- Occupations: entrepreneur and investor
- Known for: musical.ly, live.ly, 9count
- Awards: Billboard's Digital Power Players ; WSJ Innovator Award;
- Website: 9count.co

= Alex Hofmann (executive) =

German American entrepreneur and investor

Alex Hofmann is a German-American entrepreneur and investor best known as the former President of North America of musical.ly, as well as the founder of the technology company 9count, the parent company of notable social media apps like Summer (formerly Spark) and Wink.

==Background ==
Hofmann was born and grew up in Germany. Hofmann worked at the enterprise software company SAP, where he held the position of director of marketing and product management in the San Francisco Bay Area.

In May 2015, Hofmann joined Musical.ly as the first President of North America, and during his tenure at Musical.ly the global user base grew to over 215 million by the end of May 2017, and became a popular social video network among Gen Z users.

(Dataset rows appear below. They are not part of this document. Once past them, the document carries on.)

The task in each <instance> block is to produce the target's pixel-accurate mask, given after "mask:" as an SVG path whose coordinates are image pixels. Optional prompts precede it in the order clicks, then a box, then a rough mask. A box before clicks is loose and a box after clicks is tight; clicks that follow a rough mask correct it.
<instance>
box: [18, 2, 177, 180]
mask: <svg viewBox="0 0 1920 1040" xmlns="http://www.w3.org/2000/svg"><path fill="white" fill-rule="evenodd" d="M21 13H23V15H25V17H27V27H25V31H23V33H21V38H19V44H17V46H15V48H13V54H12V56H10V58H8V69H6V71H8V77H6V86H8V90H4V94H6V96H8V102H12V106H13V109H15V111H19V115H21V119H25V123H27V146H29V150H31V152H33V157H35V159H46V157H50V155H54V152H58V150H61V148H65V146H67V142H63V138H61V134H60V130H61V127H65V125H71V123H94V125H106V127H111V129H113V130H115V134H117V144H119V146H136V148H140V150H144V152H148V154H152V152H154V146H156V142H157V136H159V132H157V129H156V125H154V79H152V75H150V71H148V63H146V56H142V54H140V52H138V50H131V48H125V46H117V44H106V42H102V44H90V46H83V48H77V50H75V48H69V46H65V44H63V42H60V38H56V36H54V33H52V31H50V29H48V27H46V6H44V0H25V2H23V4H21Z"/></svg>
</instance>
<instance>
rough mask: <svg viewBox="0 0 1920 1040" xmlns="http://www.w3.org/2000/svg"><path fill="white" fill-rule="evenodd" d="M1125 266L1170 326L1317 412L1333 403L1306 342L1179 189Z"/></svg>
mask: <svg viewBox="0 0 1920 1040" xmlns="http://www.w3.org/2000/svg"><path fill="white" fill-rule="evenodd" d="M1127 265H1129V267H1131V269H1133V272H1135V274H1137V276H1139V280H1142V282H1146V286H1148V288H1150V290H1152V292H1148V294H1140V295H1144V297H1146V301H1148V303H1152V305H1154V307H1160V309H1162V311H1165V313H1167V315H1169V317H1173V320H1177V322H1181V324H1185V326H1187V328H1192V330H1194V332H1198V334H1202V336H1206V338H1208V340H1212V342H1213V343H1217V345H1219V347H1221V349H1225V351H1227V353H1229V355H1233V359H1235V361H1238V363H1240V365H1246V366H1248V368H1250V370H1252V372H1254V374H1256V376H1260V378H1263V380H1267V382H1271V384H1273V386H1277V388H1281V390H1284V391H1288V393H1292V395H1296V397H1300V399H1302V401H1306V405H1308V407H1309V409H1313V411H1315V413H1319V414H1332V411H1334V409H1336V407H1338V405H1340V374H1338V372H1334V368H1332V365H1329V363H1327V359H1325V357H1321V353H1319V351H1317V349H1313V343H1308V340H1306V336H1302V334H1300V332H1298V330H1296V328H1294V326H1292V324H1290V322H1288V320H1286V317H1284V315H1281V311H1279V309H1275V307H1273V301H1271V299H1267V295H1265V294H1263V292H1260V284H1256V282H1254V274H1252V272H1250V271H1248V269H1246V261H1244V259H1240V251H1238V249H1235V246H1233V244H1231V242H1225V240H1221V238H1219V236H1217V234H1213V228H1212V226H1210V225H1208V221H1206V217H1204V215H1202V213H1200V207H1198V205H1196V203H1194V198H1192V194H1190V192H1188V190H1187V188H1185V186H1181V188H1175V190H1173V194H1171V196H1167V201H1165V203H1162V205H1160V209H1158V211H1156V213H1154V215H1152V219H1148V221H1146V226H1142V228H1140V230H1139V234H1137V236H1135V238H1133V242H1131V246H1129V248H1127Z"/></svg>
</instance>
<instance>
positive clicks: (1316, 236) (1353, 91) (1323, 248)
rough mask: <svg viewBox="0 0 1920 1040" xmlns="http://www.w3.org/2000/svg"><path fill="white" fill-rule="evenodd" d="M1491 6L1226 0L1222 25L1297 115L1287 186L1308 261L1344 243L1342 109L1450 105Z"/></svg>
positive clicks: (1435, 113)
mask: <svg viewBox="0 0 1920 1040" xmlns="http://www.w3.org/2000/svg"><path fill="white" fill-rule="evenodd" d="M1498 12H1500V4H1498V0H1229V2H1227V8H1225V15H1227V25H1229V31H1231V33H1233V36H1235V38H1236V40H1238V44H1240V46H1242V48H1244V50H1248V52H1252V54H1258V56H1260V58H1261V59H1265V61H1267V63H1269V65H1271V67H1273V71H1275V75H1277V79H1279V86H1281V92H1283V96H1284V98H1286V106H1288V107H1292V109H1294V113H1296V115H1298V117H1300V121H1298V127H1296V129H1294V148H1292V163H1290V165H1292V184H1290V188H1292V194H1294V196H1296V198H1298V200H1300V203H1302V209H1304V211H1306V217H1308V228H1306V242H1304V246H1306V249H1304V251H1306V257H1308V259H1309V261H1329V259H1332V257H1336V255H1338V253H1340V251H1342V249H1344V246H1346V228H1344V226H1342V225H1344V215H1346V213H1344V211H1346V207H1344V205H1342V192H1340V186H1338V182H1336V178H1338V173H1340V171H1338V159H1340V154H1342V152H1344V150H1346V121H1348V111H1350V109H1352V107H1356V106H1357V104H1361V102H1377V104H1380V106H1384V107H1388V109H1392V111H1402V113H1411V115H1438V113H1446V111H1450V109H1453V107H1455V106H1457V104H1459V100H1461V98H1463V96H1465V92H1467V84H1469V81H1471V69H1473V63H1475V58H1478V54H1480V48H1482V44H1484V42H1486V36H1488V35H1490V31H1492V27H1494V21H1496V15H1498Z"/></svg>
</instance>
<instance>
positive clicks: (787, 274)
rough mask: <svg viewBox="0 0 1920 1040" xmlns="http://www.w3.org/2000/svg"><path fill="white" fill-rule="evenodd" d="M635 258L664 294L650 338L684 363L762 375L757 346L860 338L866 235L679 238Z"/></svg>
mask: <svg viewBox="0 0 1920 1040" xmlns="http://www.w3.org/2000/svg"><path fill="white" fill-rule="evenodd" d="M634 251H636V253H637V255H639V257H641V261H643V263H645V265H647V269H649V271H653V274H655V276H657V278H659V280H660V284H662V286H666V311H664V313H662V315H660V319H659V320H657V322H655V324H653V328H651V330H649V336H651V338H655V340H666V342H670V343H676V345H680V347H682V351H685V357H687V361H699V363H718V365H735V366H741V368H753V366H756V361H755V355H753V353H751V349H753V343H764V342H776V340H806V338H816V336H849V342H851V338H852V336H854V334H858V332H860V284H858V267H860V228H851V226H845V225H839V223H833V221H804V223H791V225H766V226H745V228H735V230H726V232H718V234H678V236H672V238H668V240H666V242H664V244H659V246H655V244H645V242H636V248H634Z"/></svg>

On November 10, 2017, musical.ly was acquired by ByteDance for as much as $1 billion, and merged it later into TikTok on August 2, 2018. On January 8, 2018, Hofmann made a post on his LinkedIn profile announcing that he was stepping down from his position as the president of musical.ly.

=== 9count ===
In 2019, Hofmann along with Joe Viola co-founded 9count, a technology company based in Marina del Rey, California. Since its inception, 9count launched several social apps such as dating apps Summer (formerly Spark), Wink, and Popstream, Juju, and Everland.

In September 2022, it was announced that 9count had raised $6 million in a fundraising round. As of May 2022, 9count has raised a total of $21.5 million which increased to $27.5 million in funding by September 2022 from investors including Crosscut, GGV Capital Redpoint, Signia, Greycroft, Progression, I2BF and Waverley Capital. In 2023, 9count was recognized as one of the top 50 startups globally by The Information.

== Awards and recognition ==
Hofmann was recognized in Billboards 2017 Digital Power Players list, acknowledging his influence in the music and tech industries. In the same year, Hofmann received the WSJ Innovator Award for his contributions to innovation in social media.